I'm not exactly sure where he took me, it was some rundown warehouse on the edge of town. He had me tied up against a chair, but the back of it was broken and I was able to slip the rope off of it while he was out of the room. I untied myself as quickly as I could, I could hear him coming back. He'd left a bag on a table nearby and I decided to search it for some kind of weapon. I was lucky, I found a huge knife. I grabbed it just as soon as he walked in. He tried to take it from me, but I was able to barely hold onto it, scratched my hands a few times in the process. He must've been old or sick or something, because I was able to push him back and stab him with the knife. I don't know what happened to him after that. I ran out of there as fast as I could and never looked back.

It was perfect. Amelia Dravenstadt fit the current victim profile, young, pretty, and blonde. Netter scrolled back up to the personal information they had on Paul Shields. He lived in an old house a few miles outside of town. A fitting place to take girls back to, no neighbors and plenty of space. This had to be their killer. Netter called Moss over from where he'd been lounging on the couch and reading through some of their other cases they'd been ignoring. He told him his theory, backing it up with every piece of information he'd just uncovered.

"That sounds like your guy, boss. But one question: this Miles kid, it's his nephew right? Why would he kidnap him? That really puts him at risk for being caught, don't you think?"

Netter gave that some thought before he snapped his fingers together, coming to an answer.

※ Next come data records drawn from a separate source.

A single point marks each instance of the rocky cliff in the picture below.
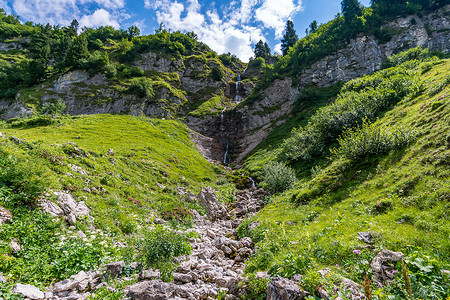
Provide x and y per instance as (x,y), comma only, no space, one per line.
(362,55)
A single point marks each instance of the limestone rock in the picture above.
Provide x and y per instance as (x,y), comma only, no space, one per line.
(284,289)
(28,291)
(5,215)
(383,266)
(215,210)
(113,269)
(65,285)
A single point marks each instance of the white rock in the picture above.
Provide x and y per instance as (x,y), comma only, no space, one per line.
(28,291)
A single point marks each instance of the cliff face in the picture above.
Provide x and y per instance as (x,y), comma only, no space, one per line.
(178,83)
(363,55)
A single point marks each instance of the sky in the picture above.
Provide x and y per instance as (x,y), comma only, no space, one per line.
(225,26)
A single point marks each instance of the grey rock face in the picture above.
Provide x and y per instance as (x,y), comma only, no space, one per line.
(383,266)
(113,269)
(284,289)
(28,291)
(66,206)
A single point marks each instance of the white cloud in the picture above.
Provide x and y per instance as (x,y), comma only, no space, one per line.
(100,17)
(5,6)
(235,30)
(62,12)
(274,14)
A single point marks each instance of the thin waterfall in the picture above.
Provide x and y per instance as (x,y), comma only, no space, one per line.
(225,156)
(253,182)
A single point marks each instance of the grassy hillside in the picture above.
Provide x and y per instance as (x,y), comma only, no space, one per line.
(382,171)
(125,190)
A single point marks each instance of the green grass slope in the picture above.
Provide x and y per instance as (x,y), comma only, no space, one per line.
(370,182)
(153,159)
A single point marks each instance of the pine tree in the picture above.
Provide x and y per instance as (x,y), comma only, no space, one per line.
(260,50)
(351,9)
(289,38)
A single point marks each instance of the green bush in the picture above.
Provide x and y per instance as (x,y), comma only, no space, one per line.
(142,87)
(278,177)
(46,255)
(362,98)
(217,73)
(256,289)
(160,245)
(370,139)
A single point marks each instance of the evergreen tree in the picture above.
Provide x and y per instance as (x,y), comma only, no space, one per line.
(289,38)
(312,27)
(260,50)
(133,31)
(73,27)
(351,9)
(77,51)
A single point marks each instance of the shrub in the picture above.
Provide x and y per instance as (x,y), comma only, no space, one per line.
(370,139)
(257,288)
(278,177)
(160,245)
(362,98)
(141,87)
(292,265)
(217,73)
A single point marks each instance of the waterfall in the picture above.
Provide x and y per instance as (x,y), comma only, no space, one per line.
(253,182)
(225,156)
(238,97)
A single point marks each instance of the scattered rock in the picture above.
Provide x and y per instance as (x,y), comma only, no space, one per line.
(113,269)
(65,285)
(28,291)
(383,266)
(5,215)
(284,289)
(15,246)
(365,237)
(215,210)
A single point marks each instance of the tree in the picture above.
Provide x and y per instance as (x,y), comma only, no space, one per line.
(289,38)
(77,51)
(73,27)
(351,9)
(312,27)
(133,31)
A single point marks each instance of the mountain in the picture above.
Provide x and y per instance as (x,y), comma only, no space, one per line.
(150,167)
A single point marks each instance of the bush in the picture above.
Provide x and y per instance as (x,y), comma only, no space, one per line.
(257,288)
(160,245)
(361,98)
(217,73)
(278,177)
(141,87)
(370,139)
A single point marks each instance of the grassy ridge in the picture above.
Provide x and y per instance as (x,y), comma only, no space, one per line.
(148,152)
(401,197)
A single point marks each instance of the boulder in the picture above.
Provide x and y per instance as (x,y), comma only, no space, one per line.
(28,291)
(113,269)
(284,289)
(65,285)
(150,290)
(383,266)
(214,209)
(5,215)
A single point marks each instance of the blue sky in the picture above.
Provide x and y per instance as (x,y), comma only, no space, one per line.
(226,26)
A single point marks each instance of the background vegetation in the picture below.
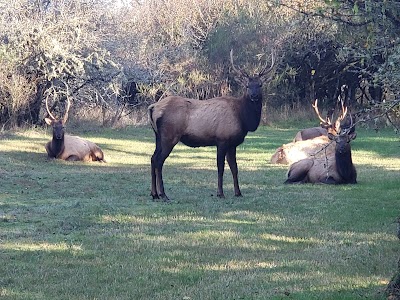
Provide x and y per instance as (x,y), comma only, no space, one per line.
(91,231)
(112,58)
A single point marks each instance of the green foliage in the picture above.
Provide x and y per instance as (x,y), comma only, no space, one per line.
(89,230)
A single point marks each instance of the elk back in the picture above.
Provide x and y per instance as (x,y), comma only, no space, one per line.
(85,150)
(295,151)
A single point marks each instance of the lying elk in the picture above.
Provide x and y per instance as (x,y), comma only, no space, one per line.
(334,168)
(223,122)
(292,152)
(68,147)
(310,133)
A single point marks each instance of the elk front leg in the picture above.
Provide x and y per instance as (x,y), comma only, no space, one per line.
(221,153)
(231,158)
(154,193)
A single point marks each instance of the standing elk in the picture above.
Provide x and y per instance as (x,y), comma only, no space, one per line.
(336,168)
(68,147)
(222,122)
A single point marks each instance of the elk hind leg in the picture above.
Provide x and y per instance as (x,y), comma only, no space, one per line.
(231,158)
(163,149)
(221,153)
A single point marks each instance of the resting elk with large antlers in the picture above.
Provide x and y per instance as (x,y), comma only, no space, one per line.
(68,147)
(222,122)
(335,168)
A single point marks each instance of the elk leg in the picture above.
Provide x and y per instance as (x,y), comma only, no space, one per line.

"Amelia Dravenstadt. She stabbed the guy and we never found a body. Maybe he's dealing with that injury and can't do as much as he used to, so he recruited his young, healthy nephew as an apprentice. I mean, he's the only family the kid's got left. Maybe he felt obligated to help him out or something. This is him, Moss. All the evidence points to him."

Netter jotted down the address to Shields's house, 120 Cherry Lane, and slipped the paper in his pocket.

"I'm going to check him out, get a feel for him. I'll be back later."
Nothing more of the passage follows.